Silence Isn’t Very Much
-

Three-channel video and music installation, 40 min

Curator Drorit Gur-Arie

Year 2018

Songs from Guy Goldstein’s record (Memorable Equinox) played in the background of this installation are the point of departure for the entire exhibition. Goldstein worked on the album during a residency in Northern Ireland, while staying in a 200-year old “Curfew Tower”. The complex political situation of the place contributed to his ongoing research on the notion of “noise”, exploring it via different encounters between sound and image. The conflicted setting and the long history of physical as well as mental “background noises” colored the “noise” with political hues.

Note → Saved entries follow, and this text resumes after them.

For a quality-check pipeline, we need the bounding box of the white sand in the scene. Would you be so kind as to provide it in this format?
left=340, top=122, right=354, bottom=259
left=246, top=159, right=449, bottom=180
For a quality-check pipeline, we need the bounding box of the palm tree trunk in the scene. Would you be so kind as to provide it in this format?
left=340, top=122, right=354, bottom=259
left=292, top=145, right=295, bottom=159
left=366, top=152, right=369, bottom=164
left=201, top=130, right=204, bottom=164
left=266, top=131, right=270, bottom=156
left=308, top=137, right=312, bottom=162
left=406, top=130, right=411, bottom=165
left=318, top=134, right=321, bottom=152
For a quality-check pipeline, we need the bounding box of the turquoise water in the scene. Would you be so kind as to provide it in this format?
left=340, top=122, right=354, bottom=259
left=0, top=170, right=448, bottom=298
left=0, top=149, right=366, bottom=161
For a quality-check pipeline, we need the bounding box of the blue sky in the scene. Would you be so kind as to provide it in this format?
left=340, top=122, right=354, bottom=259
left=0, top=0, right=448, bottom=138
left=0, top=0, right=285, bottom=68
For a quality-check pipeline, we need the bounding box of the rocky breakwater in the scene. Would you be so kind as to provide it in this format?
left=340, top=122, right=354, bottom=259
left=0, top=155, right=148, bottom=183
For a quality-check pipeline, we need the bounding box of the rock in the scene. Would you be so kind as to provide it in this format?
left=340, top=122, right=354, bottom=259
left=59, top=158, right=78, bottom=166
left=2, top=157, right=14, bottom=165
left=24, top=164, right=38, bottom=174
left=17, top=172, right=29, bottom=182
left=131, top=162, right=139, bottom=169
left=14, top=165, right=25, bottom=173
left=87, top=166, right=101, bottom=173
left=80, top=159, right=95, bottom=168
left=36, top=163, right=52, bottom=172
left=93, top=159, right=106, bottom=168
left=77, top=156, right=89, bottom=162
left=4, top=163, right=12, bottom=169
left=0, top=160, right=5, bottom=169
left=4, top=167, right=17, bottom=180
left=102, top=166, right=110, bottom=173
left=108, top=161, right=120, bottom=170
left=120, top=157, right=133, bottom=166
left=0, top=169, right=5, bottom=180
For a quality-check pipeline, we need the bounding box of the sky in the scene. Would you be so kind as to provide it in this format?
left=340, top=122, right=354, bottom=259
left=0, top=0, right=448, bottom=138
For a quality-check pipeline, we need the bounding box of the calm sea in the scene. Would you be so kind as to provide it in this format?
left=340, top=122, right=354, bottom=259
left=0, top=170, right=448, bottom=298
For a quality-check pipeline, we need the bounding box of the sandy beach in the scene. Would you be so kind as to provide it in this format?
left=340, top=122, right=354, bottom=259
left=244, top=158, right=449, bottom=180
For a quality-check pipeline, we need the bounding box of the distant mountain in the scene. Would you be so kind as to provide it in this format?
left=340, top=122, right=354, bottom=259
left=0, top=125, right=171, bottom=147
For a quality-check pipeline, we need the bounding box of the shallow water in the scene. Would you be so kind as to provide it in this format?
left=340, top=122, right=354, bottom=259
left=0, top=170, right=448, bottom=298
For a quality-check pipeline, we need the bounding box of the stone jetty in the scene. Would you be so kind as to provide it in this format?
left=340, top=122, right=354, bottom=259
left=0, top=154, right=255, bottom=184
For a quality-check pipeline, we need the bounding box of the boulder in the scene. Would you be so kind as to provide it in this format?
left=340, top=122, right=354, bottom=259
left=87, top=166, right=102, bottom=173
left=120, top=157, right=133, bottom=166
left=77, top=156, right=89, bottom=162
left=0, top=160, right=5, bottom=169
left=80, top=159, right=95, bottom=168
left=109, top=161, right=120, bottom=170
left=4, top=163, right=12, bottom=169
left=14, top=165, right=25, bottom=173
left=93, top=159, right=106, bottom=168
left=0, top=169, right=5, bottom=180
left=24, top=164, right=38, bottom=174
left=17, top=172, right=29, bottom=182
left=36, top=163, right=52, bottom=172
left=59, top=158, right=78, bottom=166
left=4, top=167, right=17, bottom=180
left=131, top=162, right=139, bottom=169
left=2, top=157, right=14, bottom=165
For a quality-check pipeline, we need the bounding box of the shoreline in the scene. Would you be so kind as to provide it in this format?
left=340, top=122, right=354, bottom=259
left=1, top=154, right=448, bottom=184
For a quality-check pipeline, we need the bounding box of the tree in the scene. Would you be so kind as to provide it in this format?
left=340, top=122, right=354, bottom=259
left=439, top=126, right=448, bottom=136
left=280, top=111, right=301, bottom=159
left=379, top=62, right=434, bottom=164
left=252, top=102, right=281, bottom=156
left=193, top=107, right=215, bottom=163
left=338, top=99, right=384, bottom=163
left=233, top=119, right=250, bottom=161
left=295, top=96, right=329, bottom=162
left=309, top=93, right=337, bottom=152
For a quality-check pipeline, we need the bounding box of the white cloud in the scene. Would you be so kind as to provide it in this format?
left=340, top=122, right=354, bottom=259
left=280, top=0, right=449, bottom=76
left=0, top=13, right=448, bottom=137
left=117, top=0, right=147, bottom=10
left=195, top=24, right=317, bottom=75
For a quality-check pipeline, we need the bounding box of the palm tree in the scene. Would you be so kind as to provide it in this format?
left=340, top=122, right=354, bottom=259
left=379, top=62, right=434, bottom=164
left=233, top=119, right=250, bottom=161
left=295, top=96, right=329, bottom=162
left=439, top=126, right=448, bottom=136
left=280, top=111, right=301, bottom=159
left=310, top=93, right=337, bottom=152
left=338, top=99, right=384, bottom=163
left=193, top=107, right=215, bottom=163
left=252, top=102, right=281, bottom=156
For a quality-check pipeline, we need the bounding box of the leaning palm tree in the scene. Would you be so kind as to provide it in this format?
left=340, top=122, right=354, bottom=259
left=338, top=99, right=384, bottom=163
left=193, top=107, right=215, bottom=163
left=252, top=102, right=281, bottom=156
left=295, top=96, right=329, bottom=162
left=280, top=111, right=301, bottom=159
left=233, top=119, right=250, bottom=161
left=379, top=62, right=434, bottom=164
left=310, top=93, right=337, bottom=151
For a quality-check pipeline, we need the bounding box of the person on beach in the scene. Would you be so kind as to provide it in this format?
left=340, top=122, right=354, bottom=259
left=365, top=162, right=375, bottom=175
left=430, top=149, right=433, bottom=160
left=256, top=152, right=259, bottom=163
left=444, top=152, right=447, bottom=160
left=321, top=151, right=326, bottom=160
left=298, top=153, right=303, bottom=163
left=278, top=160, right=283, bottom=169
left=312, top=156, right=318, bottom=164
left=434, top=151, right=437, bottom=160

Citizens of the Northern Irish village of Cushendall still remember the bloody conflict in the late 20th century known as the Troubles, during which the ethno-religious factions populating the region fought one another using acts of terror and extreme violence: the Protestant-unionist majority, whose goal was to sustain the hegemony and the affiliation with the United Kingdom, and the Catholic-republican minority, whose goal was liberation and independence. Goldstein met with village inhabitants and asked their opinion about “noise”: he talked with Catholics and Protestants, with simple folk, clergymen, and musicians. He recorded voices and calls at a hurling tournament—anancient Gaelic sport—and was exposed to Irish culture and mythology. All these are documented in the film which accompanies the album, combining stories, sounds, and words with his own playing and singing, to form a single work that captures the harsh intricacy still present in this place, projecting on other areas under violent strife.

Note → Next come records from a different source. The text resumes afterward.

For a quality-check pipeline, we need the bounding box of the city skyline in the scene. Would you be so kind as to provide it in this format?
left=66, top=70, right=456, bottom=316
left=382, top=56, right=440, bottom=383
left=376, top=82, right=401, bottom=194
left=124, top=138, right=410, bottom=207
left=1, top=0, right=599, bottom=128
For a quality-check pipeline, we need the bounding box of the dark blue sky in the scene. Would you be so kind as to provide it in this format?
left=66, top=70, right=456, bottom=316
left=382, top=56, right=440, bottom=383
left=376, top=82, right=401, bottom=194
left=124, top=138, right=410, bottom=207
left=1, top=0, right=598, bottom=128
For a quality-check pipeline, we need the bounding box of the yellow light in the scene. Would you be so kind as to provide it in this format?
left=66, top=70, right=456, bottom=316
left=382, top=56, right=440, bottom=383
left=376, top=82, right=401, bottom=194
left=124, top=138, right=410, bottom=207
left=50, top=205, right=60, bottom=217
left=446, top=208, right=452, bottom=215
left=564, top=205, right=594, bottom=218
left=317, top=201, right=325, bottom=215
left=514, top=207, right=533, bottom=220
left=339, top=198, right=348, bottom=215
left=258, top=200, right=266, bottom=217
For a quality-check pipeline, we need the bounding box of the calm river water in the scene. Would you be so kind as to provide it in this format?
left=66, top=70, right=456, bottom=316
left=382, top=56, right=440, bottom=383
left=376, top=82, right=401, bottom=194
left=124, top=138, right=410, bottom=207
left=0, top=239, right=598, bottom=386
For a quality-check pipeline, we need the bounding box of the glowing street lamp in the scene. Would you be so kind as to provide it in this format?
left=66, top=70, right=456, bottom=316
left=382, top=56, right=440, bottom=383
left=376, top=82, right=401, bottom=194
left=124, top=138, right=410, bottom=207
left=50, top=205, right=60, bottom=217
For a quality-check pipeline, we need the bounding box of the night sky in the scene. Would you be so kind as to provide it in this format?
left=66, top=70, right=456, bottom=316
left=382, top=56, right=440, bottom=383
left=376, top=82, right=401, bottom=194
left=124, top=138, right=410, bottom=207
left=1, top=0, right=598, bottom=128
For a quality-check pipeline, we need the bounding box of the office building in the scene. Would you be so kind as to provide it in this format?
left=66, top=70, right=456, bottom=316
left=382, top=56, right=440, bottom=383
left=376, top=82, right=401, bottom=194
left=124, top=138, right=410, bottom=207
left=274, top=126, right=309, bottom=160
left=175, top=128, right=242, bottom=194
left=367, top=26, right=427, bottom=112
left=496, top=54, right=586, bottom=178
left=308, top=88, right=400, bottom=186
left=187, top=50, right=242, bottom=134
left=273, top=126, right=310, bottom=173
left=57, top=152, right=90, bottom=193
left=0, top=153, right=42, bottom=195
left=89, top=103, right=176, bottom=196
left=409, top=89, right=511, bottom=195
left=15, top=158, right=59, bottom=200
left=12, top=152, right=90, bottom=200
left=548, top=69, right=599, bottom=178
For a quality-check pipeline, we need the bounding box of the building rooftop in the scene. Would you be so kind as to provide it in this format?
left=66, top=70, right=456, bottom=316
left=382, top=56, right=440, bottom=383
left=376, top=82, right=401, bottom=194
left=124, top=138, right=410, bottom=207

Goldstein performed a reverse process: initially he created an album which served as soundtrack for the film, and only then did he create the film itself, which is screened simultaneously on three channels and three screens. The film features three major characters: Zippy Kearney, the village butcher, whose life revolves around preservation of the hurling tradition; Liz Weir, the storyteller; and Raymond Watson, an ex IRA-activist who was incarcerated at the infamous Maze Prison. Goldstein is, in fact, the fourth character. Throughout the film his figure is seen on the top screen, sometimes “trickling” to other screens as well. One may notice that he occupies a tall and narrow space, possibly art’s ivory tower, possibly a voluntary prison tower. The low-ceilinged space enforces its conditions, making him bend like a hunchback, as he supervises the events on the other two screens. He appears as the one who pulls the strings, as an omniscient narrator who also listens to the album, as an actor who plays various roles, and as one who dictates space and time, distorting them at will, crossing exterior and interior, intertwining layers and narratives into one multi-sensory installation.